I agree, diet is a very important part and it should be one of the first things along with mental stress to be addressed regarding inflammation in the body, supplements are a secondary line. I do mix my curcumin with CBD isolate as well, it's great before bed.
 
I agree, diet is a very important part and it should be one of the first things along with mental stress to be addressed regarding inflammation in the body, supplements are a secondary line. I do mix my curcumin with CBD isolate as well, it's great before bed.
Diet, stress management and exercise are the fundamentals for sure.

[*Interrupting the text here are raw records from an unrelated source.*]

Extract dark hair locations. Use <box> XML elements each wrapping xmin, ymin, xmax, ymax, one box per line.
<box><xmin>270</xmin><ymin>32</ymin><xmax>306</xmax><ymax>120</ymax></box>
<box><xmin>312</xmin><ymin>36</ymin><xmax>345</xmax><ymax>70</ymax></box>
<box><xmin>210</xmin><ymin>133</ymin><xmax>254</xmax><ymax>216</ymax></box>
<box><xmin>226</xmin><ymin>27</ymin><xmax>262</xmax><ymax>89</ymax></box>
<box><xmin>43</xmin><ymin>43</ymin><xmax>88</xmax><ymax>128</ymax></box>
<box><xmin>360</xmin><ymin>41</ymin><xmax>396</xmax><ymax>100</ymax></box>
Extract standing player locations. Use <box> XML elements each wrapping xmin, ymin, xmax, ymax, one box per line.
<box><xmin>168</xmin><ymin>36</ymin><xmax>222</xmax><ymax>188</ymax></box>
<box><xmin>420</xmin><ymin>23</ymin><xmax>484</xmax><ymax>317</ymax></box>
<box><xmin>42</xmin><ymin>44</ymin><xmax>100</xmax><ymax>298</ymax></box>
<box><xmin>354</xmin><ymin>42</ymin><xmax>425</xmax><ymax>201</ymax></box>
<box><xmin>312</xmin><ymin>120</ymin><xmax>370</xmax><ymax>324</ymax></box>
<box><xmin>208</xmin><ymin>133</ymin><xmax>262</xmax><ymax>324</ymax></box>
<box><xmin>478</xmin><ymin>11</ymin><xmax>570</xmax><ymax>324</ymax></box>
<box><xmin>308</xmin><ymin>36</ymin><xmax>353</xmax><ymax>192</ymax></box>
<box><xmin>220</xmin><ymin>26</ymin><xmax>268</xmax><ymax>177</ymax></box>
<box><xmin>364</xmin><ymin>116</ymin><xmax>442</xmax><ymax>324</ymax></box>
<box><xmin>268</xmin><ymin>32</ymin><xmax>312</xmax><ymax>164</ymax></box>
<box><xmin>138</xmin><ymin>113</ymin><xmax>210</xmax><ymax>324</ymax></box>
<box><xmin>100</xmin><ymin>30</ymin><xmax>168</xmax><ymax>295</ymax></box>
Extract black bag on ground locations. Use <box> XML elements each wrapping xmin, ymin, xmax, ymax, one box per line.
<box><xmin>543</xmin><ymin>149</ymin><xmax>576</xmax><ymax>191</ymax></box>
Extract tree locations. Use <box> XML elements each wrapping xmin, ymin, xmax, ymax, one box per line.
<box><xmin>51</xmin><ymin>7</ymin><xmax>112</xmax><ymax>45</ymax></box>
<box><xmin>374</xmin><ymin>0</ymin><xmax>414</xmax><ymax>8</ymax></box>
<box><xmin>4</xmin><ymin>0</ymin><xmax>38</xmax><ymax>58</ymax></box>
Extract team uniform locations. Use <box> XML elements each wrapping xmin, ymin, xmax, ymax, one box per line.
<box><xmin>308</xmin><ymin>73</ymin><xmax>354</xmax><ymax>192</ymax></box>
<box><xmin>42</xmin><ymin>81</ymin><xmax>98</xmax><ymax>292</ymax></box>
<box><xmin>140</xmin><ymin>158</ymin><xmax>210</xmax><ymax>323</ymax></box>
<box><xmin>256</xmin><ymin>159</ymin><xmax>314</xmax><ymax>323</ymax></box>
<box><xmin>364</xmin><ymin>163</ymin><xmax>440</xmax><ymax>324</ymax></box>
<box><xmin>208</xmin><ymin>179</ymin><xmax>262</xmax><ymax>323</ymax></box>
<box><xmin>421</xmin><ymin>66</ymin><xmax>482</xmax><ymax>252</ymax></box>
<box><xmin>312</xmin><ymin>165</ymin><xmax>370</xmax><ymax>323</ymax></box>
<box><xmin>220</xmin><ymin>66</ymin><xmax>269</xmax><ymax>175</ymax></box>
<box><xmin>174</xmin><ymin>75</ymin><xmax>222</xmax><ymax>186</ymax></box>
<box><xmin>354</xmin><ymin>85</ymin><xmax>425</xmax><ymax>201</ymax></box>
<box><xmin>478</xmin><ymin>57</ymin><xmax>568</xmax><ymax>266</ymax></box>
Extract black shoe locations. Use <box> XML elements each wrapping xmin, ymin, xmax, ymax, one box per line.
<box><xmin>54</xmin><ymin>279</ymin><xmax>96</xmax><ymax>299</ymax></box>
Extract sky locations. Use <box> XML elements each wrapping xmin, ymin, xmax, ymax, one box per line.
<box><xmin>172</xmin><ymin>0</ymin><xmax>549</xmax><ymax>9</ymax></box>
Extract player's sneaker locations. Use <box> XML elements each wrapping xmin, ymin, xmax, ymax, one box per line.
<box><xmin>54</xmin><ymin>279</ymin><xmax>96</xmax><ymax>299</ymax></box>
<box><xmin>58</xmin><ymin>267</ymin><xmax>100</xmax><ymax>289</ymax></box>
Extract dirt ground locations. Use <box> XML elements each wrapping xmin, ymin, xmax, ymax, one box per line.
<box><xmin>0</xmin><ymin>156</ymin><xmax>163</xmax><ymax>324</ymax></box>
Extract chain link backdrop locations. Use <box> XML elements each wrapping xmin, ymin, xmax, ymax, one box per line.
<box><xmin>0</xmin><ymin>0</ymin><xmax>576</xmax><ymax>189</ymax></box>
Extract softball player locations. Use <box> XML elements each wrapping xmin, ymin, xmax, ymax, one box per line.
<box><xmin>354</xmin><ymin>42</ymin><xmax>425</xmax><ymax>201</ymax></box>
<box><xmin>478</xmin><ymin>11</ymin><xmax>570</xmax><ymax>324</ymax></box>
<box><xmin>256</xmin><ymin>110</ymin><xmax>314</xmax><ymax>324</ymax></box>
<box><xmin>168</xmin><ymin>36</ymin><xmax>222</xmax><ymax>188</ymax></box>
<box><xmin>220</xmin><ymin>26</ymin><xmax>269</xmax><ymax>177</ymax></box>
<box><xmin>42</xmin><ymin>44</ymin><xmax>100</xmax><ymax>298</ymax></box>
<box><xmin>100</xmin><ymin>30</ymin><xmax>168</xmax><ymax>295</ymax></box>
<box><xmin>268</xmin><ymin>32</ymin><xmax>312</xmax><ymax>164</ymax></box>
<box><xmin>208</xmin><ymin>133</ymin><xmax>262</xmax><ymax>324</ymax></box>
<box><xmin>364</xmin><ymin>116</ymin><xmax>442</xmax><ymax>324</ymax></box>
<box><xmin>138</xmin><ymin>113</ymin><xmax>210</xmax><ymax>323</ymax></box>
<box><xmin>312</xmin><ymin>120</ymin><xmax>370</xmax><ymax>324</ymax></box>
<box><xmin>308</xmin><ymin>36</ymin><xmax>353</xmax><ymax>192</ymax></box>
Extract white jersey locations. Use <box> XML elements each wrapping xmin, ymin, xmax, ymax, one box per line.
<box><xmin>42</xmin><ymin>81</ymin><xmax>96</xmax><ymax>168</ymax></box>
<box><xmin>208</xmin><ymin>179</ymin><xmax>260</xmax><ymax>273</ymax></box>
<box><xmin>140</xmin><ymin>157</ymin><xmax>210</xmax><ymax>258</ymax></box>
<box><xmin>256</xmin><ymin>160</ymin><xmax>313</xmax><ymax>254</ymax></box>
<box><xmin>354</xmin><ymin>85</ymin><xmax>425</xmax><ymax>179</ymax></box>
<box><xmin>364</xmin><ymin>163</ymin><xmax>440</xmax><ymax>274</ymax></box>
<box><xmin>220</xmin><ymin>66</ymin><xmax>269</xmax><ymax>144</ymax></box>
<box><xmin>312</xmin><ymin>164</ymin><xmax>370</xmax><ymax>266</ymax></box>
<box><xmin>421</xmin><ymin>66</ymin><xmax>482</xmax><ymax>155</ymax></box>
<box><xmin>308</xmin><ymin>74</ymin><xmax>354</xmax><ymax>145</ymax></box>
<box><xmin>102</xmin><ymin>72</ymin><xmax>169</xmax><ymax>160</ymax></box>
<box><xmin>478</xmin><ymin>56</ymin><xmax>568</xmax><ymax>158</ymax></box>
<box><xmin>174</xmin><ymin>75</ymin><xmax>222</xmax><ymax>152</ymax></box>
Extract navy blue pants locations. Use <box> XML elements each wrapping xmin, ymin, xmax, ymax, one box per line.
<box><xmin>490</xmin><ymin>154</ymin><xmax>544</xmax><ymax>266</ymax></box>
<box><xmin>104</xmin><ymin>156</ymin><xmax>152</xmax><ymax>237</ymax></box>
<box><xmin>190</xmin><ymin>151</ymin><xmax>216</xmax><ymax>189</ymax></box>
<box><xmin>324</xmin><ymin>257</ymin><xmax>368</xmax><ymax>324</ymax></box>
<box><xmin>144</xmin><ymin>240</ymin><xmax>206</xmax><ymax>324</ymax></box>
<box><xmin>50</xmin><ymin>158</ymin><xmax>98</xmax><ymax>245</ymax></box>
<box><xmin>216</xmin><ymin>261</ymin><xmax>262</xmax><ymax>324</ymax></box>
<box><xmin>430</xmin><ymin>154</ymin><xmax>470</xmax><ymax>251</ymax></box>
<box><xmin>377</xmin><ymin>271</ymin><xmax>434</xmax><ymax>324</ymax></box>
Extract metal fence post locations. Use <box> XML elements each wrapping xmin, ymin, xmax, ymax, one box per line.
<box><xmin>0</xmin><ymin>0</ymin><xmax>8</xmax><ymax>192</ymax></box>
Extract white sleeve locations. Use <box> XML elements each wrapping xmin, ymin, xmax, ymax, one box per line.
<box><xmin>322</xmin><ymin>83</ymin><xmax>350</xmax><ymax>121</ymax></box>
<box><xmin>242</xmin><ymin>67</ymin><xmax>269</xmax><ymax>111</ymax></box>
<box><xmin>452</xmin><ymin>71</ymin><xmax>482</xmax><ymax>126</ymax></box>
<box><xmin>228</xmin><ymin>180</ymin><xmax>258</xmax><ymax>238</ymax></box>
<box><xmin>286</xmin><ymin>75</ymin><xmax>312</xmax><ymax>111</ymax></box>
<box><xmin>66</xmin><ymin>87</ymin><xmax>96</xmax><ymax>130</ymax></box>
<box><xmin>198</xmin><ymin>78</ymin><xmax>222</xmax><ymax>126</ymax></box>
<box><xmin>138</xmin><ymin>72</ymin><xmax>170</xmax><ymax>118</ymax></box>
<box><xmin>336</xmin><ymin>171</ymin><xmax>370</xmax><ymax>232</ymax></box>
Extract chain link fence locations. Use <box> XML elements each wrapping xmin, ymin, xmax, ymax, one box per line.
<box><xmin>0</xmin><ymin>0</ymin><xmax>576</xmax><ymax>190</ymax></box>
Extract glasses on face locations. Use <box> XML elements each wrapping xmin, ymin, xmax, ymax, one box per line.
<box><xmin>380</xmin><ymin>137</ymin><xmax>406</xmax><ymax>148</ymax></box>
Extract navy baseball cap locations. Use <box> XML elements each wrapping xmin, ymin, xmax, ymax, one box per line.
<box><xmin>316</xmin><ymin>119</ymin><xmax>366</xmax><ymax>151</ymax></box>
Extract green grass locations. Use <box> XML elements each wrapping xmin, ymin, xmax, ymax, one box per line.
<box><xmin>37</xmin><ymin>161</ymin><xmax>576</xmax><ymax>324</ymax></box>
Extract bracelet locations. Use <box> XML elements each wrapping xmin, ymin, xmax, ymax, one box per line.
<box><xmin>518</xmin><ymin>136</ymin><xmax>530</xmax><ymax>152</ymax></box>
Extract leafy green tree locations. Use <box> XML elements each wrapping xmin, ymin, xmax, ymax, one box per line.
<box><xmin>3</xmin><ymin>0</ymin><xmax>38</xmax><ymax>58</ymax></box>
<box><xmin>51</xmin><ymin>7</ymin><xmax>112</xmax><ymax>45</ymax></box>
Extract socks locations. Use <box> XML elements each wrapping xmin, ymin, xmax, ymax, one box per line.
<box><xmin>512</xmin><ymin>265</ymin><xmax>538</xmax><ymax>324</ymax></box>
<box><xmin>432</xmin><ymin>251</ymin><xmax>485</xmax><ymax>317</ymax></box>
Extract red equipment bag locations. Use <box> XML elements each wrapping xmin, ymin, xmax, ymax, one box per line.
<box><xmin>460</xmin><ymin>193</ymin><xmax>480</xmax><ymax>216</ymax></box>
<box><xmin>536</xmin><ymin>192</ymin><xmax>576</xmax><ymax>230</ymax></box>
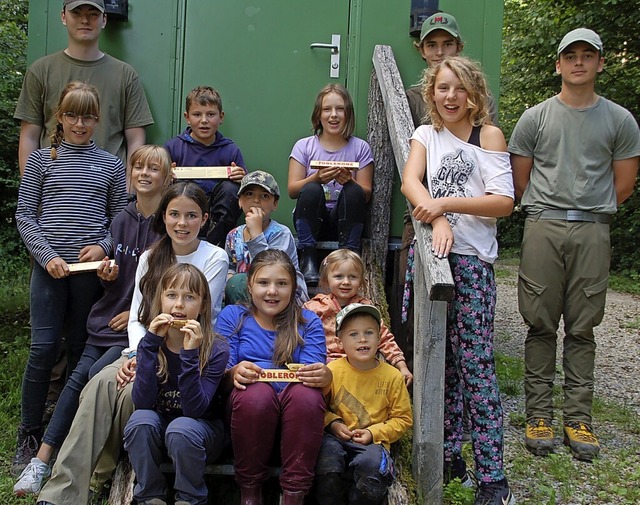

Yeah I take CBD too! Creatine, CBD and Citrulline is what I use as sups. I wouldn't be opposed to adding Curcumin though, as far as sups go it seems really solid. I just dont have joint pain anymore at all, after years of pain.
 
Diet, stress management and exercise are the fundamentals for sure.

Yeah I take CBD too! Creatine, CBD and Citrulline is what I use as sups. I wouldn't be opposed to adding Curcumin though, as far as sups go it seems really solid. I just dont have joint pain anymore at all, after years of pain.

How do you find the Citrulline? What sort of dosage are you running.

I take Curcumin as a daily longer term thing 1g a day, it's not for current issues, more of a maintenance thing.